Decision Denying Institution of Inter Partes Review IPR2014-00715


Takeaway: When determining whether a non-party is a real party-in-interest, the Board considers the relationship between the petitioner and the non-party during the events that led to the filing of the petition, not just their relationship when the petition was filed.

In its Decision, the Board denied a Petition to institute inter partes review of claims 1-17 on the grounds that a non-party is a real party-in-interest, that the non-party was served with a complaint alleging infringement of the ’945 patent more than a year before the petition was filed, and that the Petition did not identify “all the real parties in interest” as required by 35 U.S.C. § 312(a).

The Board began its legal analysis by reiterating that its determination of whether a third, unnamed party constitutes a “real party-in-interest” is a “highly fact-dependent question” and that, at a general level, the real party-in-interest is “the party that desires review of the patent.” Multiple factors are relevant to this inquiry, including whether the non-party exercised or could have exercised control over a party’s participation in the proceeding.

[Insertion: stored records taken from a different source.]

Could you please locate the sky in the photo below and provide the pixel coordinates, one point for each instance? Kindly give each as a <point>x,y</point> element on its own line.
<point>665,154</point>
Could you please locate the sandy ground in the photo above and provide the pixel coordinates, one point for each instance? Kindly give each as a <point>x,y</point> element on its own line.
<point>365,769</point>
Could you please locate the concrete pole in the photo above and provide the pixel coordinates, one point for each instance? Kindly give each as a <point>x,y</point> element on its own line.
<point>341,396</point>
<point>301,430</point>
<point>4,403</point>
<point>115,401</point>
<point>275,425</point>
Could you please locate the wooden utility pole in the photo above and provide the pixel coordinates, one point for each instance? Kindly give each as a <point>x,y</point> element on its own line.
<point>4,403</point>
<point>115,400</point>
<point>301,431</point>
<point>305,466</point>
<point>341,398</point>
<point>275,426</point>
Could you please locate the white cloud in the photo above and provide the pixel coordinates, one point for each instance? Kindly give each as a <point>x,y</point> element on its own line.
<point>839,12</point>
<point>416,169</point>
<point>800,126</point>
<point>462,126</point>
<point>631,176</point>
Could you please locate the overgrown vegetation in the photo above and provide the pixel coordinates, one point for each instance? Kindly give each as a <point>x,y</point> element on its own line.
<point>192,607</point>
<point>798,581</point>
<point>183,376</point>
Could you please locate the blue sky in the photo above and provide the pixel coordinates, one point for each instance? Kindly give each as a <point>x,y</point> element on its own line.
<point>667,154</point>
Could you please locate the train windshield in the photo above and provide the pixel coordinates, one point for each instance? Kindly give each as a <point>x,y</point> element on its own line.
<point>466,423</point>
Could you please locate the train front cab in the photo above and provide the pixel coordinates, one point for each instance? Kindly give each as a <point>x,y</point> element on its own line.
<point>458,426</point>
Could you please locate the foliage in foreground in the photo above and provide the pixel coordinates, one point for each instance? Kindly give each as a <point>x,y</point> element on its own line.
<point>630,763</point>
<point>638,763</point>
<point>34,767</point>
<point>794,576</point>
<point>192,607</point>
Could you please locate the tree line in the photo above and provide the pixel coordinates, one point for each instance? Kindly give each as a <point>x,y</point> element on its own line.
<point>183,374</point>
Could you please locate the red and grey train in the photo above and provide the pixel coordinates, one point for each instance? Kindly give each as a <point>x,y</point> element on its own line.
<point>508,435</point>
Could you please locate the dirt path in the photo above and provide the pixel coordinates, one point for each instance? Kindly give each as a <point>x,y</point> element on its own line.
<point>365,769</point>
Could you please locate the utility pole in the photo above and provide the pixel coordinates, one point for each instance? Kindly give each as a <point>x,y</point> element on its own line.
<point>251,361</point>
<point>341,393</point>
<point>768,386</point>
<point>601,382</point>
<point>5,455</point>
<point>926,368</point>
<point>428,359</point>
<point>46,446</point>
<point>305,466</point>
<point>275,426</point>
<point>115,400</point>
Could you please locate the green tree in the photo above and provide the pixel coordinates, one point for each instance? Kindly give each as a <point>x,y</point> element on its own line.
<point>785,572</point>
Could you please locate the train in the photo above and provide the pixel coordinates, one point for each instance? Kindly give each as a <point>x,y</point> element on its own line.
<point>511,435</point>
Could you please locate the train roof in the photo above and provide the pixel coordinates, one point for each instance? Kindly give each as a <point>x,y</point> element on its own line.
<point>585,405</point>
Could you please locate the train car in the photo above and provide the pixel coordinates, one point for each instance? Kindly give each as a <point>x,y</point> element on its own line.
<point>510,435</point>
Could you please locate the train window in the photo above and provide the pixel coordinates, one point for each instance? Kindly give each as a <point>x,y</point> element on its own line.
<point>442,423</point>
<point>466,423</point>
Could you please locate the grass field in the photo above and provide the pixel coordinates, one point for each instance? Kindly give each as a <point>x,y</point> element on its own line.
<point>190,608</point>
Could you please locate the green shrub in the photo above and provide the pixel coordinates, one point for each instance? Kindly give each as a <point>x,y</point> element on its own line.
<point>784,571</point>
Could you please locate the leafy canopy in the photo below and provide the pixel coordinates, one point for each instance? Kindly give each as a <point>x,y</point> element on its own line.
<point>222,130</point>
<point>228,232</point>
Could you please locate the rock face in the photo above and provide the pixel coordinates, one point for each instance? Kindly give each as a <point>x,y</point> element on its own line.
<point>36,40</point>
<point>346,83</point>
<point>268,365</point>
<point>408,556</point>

After considering the evidence presented by the Petitioner and Patent Owner concerning the relationship between the Petitioner and the non-party, the Board was persuaded that the non-party is a real party-in-interest. The Board’s decision was based on its determination that the non-party desires review of the patent because it is indemnifying Petitioner for certain claims in related litigation and also is appealing to the Federal Circuit an earlier adverse decision concerning the validity of the ’945 patent. After review of agreements between the Petitioner and the non-party, the Board concluded that the non-party has controlled, and/or has had an opportunity to control, the events leading up to the filing of the Petition.

According to the Board, the indemnity agreement provided that the non-party had the right to “employ counsel . . . to defend against Claims that [it] is responsible for . . . and to compromise, settle and otherwise dispose of such Claims” and an addendum indicated that the IPR would be included under the agreement. In addition, the non-party’s counsel communicated with counsel for Petitioner concerning what prior art to assert in the IPR and the non-party is funding the Petition under an indemnity agreement with Petitioner.

Petitioner argued that the “sole and exclusive control over this petition rests solely with [Petitioner]” based on the terms of the addendum to the indemnity agreement, which was entered into two days before the Petition was filed. The Board, however, was not persuaded that the non-party lacked control or the opportunity to control Petitioner’s participation in the proceeding, stating that it was “of no moment” that Petitioner had sole control as of two days before the filing date because, presumably, most of the work on the Petition had been done by Petitioner and the non-party.

After concluding that the non-party was a real party-in-interest, the Board determined that the Petition was untimely because the non-party had been served with a complaint more than one year before the filing of the Petition and that the Petition also was incomplete because it did not identify “all real parties in interest.” The Board therefore denied the Petition. Notably, contrary to its usual practice, the Board did not give Petitioner the opportunity to cure the incompleteness of its Petition because, even if corrected, the earliest filing date that could be accorded to the Petition would not fall within the one-year filing period.

First Data Corp. v. Cardsoft (Assignment for the Benefit of Creditors), LLC, IPR2014-00715
Paper 9: Decision Denying Institution of Inter Partes Review
Dated: October 17, 2014
Patent 6,934,945 B1
Before: Sally C. Medley, Meredith C. Petravick, and James P. Calve
Written By: Per Curiam
Related Proceedings: Cardsoft (Assignment for the Benefit of Creditors) LLC v. First Data Corp., Civil Action No. 2:13-cv-290 (E.D. Tex.) and Cardsoft, Inc. v. VeriFone Systems, Inc., Civil Action No. 2:08-cv-00098 (E.D. Tex.)